De même, les DIREN doivent avoir les moyens d’une action indépendante pour servir réellement à la protection des milieux, ce qui n’est actuellement pas le cas. La gestion des forêts par l’ONF doit assurer leur diversité faunistique et floristique (à l’inverse de ce qui a été fait à Fontainebleau, par exemple). Le statut des parcs nationaux et régionaux doit être renforcé face à la dégradation des situations (voir notamment en Camargue ou en Guyane). De véritables observatoires de la biodiversité doivent être mis en place. Les fédérations de chasse ne doivent plus bénéficier d’un pouvoir particulier dans la gestion des espaces naturels comme c’est bizarrement le cas en France. En effet, une fédération de chasse ne connaît que le gibier ; elle n’a aucune compétence naturaliste générale concernant la flore et la faune dans leur ensemble, ou concernant les interactions entre espèces et les substrats physiques dans les écosystèmes…
Des mesures plus strictes doivent être prises contre les mauvais traitements infligés aux animaux.
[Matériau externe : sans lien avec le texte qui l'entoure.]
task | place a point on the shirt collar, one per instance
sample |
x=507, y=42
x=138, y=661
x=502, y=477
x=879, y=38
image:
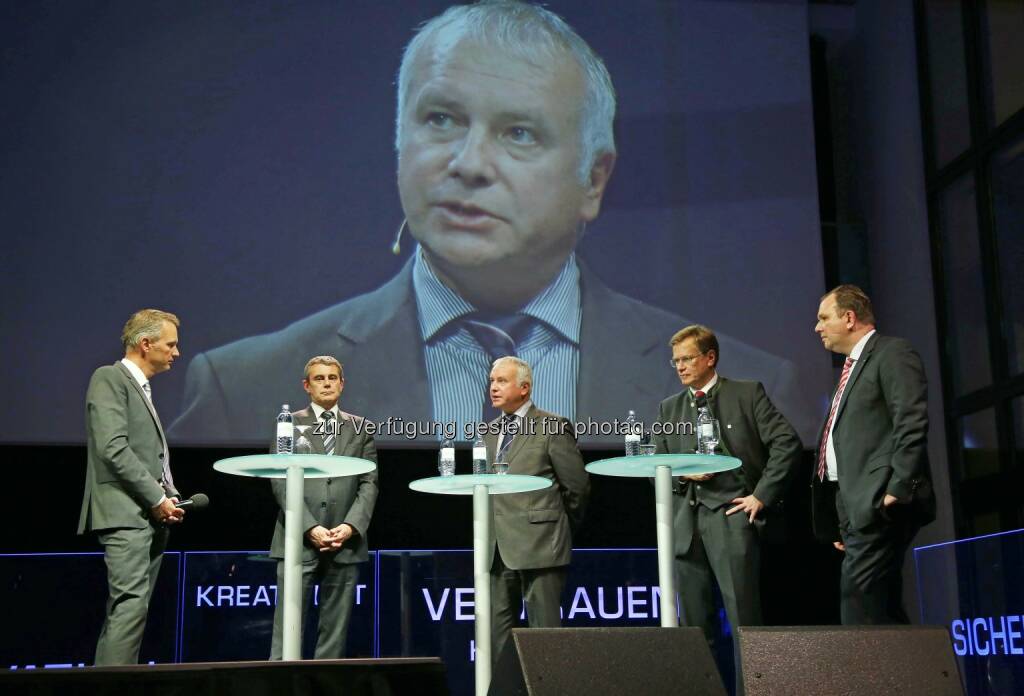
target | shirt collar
x=318, y=410
x=136, y=373
x=859, y=348
x=708, y=387
x=557, y=305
Malgré les réglementations existantes, des méthodes très cruelles sont utilisées, sur le plan international, dans nombre d’industries, comme celle de la fourrure (ou des médias télévisuels !), ou encore à l’occasion du transport des animaux. Les moyens dont sont dotés les services chargés de faire respecter la loi en ce domaine sont très insuffisants. Les lois elles-mêmes doivent être renforcées.
Les recherches menées sur les animaux vivants ne doivent être autorisées que pour des domaines vitaux (santé) et quand il n’existe pas d’alternative. Elles ne doivent pas être autorisé dans des domaines non vitaux (cosmétiques…). Dans tous les cas, dans les laboratoires comme ailleurs, les animaux doivent vivre dans des conditions décentes.
Une politique publique
Nous ne voulions pas faire de catalogue… Nous nous arrêterons donc là. Mais on voit à quel point la protection de la nature n’est pas un domaine séparé, une « réserve législative » spécialisée. Elle concerne tous les grands domaines législatifs : politique agricole, transports, énergie, urbanisation, production… Elle opère au niveau local et régional, mais aussi européen et international. Il s’agit bien d’un élément d’une politique globale.
Il faut agir sur les consciences, contribuer à modifier les comportements individuels, engager une « révolution culturelle » dans la façon dont la nature et les animaux sont perçus. Mais une politique globale exige nécessairement une action responsable de l’Etat. Ce n’est pas le « libre marché » qui va « réguler » un développement respectueux des exigences environnementales (et sociales !). Nous avons besoin de politiques publiques.
Il ne suffira pas de supprimer les aides publiques aux activités préjudiciables aux milieux naturels et à l’environnement, ou d’agir « à la marge » sur le marché (éco-labels, etc.). L’Etat doit prendre des mesures réglementaires et, plus profondément, mener une action publique positive, pour mettre en œuvre un autre type de développement. L’aménagement du territoire (dans toutes les dimensions évoquées ici) est un service public.
Notre ambition est que les politiques publiques soient au service d’un autre projet de société. Grâce à la conscience et à la mobilisation citoyennes.